The FEV1/FVC ratio, also called Tiffeneau-Pinelli index,  is a calculated ratio used in the diagnosis of obstructive and restrictive lung disease. It represents the proportion of a person's vital capacity that they are able to expire in the first second of forced expiration (FEV1) to the full, forced vital capacity (FVC). The result of this ratio is expressed as FEV1%.

Normal values are approximately 75%. Predicted normal values can be calculated online and depend on age, sex, height, and ethnicity as well as the research study that they are based upon.

A derived value of FEV1% is FEV1% predicted, which is defined as FEV1% of the patient divided by the average FEV1% in the population for any person of similar age, sex, and body composition.

Disease states 
In obstructive lung disease, the FEV1 is reduced due to an obstruction of air escaping from the lungs. Thus, the FEV1/FVC ratio will be reduced.  More specifically, according to the National Institute for Clinical Excellence, the diagnosis of COPD is made when the FEV1/FVC ratio is less than 0.7 or the FEV1 is less than 75% of predicted; however, other authoritative bodies have different diagnostic cutoff points. The Global Initiative for Chronic Obstructive Lung Disease criteria also require that values are after bronchodilator medication has been given to make the diagnosis. According to the European Respiratory Society (ERS) criteria, it is FEV1% predicted that defines when a patient has COPD—that is, when the patient's FEV1% is less than 88% of the predicted value for men, or less than 89% for women.
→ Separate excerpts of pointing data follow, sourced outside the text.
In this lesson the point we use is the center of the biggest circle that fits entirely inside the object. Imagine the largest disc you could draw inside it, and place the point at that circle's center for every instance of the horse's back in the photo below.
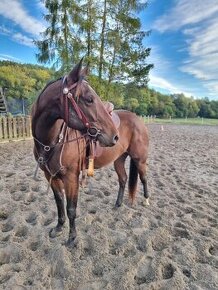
(133, 139)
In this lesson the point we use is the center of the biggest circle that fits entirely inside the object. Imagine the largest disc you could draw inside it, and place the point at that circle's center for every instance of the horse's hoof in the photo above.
(70, 244)
(146, 202)
(117, 205)
(55, 233)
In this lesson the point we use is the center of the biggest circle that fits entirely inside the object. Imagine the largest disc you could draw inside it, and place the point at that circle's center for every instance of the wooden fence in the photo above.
(15, 128)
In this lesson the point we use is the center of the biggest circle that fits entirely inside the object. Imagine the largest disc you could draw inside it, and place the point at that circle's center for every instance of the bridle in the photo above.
(92, 131)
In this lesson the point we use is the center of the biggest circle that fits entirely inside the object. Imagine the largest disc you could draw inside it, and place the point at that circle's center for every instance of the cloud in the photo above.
(161, 83)
(18, 37)
(186, 12)
(14, 11)
(198, 21)
(9, 57)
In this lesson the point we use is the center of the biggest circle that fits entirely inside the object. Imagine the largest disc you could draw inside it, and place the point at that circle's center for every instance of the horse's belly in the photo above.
(109, 155)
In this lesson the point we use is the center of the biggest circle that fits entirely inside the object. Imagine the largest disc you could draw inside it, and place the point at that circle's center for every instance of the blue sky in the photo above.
(183, 39)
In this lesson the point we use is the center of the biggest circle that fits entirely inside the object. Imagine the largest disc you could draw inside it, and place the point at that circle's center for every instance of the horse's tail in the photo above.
(133, 178)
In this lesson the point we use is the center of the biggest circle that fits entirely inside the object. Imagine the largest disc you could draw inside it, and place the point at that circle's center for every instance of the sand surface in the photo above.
(172, 244)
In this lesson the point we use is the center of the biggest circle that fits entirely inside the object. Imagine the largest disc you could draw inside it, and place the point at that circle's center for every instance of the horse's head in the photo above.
(73, 100)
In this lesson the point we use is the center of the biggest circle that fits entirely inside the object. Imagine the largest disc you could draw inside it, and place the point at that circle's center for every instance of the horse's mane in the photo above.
(35, 105)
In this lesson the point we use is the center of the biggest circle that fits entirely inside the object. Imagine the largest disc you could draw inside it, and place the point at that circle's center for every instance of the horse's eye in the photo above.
(89, 100)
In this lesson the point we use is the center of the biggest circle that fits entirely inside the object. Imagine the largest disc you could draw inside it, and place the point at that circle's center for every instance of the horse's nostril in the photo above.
(116, 138)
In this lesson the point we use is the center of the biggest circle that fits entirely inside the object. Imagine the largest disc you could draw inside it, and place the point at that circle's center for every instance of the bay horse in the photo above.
(67, 116)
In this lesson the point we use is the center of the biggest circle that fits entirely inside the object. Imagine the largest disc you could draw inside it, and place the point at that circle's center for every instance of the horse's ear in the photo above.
(85, 71)
(74, 75)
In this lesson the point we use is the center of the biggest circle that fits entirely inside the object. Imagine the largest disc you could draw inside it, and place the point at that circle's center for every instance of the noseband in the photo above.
(93, 132)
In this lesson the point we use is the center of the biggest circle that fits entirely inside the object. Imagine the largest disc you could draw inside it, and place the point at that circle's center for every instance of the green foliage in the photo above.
(108, 32)
(22, 83)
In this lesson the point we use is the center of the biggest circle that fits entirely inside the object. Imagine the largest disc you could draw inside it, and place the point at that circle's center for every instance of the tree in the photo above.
(60, 44)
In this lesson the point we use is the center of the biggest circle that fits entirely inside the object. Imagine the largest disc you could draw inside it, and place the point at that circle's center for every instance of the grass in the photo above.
(183, 121)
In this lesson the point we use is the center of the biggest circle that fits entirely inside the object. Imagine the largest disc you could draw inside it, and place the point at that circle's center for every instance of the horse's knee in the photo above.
(71, 213)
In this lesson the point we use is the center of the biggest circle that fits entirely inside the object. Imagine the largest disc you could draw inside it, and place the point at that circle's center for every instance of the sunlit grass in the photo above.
(182, 121)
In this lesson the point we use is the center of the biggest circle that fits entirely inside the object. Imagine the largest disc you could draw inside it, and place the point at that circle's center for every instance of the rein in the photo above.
(91, 132)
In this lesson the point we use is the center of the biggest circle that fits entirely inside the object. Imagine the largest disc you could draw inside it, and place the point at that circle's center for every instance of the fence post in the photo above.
(10, 134)
(14, 126)
(5, 131)
(1, 131)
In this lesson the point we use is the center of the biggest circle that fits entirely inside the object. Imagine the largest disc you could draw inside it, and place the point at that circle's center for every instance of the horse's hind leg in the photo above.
(122, 176)
(71, 185)
(58, 191)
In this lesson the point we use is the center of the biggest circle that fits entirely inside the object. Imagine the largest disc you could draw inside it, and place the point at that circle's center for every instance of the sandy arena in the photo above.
(172, 244)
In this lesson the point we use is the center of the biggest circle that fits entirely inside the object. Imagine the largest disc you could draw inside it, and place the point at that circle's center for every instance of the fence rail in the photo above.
(15, 128)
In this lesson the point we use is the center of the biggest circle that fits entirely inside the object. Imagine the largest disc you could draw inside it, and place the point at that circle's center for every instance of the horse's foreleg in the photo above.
(143, 177)
(71, 189)
(57, 188)
(122, 176)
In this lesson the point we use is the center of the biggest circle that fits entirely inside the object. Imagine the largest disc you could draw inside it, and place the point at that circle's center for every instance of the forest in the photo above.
(109, 34)
(23, 82)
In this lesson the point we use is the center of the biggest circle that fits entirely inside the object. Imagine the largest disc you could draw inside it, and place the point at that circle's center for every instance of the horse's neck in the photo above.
(46, 128)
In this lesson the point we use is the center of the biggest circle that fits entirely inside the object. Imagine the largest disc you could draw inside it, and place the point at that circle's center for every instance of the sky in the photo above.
(183, 41)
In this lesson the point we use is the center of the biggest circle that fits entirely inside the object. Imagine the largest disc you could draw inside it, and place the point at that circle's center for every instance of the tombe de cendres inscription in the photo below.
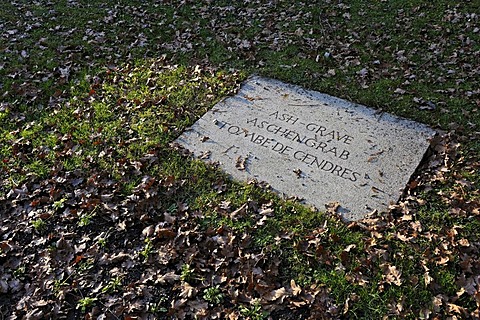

In restrictive lung disease, the FEV1 and FVC are equally reduced due to fibrosis or other lung pathology (not obstructive pathology). Thus, the FEV1/FVC ratio should be approximately normal, or even increased due to a decrease in magnitude of FVC as compared to FEV1 (because of the decreased compliance associated with the presence of fibrosis in some pathological conditions).